Friday, Sep. 26, 1969

Off Broadway

The season has already started off Broadway--but with more of a sputter than a spurt. The Ofay Watcher meanders through a black-white confrontation with moments of humor but no fresh insights. Years of sibling rivalry and family dissonance are spewed up in an evening-long wrangle between a brother and a sister in Hello and Goodbye by South Africa's Athol Fugard. Unlike a good family fight, a bad one sounds dull, mean and petty, though Colleen Dewhurst as the whoring sister gives a performance that is etched in sulfuric acid.

Having made some sort of homosexual breakthrough with Mart Crowley's gentle tragicomedy The Boys in the Band, off Broadway promises to go farther with a revamped version of Fortune and Men's Eyes. This is an angry, violent foray into prison homosexuality, staged by Sal Mineo to include a naked onstage rape sequence. Nothing so nude or erotically minded as Oh! Calcutta! is presently scheduled.

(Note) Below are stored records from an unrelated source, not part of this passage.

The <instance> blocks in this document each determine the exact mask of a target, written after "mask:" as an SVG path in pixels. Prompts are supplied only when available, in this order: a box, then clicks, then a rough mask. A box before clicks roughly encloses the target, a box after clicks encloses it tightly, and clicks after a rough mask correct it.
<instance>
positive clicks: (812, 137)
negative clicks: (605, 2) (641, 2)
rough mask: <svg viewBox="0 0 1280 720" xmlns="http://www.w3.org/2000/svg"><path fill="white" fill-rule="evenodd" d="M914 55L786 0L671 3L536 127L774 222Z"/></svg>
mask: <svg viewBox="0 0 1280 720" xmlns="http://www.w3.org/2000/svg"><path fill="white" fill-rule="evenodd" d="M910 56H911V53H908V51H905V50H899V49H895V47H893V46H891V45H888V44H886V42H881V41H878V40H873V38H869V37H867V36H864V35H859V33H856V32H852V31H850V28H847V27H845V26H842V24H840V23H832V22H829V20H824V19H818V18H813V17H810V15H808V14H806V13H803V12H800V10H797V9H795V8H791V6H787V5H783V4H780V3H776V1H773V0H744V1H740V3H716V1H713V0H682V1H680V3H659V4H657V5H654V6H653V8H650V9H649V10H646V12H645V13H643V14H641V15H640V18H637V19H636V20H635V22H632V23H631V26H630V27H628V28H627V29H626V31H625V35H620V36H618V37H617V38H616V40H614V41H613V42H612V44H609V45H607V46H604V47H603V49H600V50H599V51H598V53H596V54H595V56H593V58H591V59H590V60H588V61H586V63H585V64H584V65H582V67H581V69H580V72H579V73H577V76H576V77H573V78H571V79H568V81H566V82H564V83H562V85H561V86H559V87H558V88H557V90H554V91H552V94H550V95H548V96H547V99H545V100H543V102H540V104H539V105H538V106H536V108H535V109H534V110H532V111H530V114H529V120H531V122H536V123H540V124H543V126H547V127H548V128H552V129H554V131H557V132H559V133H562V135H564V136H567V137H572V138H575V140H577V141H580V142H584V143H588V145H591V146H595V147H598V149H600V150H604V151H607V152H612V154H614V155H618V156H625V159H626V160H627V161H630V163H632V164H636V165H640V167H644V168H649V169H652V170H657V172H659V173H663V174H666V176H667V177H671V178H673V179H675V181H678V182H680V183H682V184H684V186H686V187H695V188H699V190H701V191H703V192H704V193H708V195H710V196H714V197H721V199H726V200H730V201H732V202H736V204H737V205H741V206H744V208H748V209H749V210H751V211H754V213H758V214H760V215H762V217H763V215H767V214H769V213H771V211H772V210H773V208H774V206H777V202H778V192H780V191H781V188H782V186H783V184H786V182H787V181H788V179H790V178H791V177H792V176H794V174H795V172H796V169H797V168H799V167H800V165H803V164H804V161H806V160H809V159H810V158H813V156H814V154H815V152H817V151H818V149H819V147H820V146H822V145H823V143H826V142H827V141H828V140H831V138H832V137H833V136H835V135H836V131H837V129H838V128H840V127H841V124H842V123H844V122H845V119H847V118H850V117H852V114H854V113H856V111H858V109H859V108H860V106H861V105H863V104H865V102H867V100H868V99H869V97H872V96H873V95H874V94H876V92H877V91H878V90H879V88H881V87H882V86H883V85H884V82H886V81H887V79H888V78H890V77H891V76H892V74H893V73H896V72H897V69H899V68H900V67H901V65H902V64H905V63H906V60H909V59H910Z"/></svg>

A nation's theater never lives by money and talent alone. Zest, hard work, devotion and love must be present. One woman in New York epitomizes those qualities: Ellen Stewart, the indefatigable doyenne of off-off-Broad way's experimental Cafe La Mama. Out of La Mama have come Jean-Claude van Itallie (America Hurrah!), Tom O'Horgan, (director of Futz and Hair), Sam Shepard (the 27-year-old author of Red Cross and Chicago), Leonard Melfi (Jack and Jill) and a host of others. Ellen Stewart announces the evening's program by ringing a homely cowbell. As long as Ellen rings her cowbell, whatever the season brings, the theater is alive.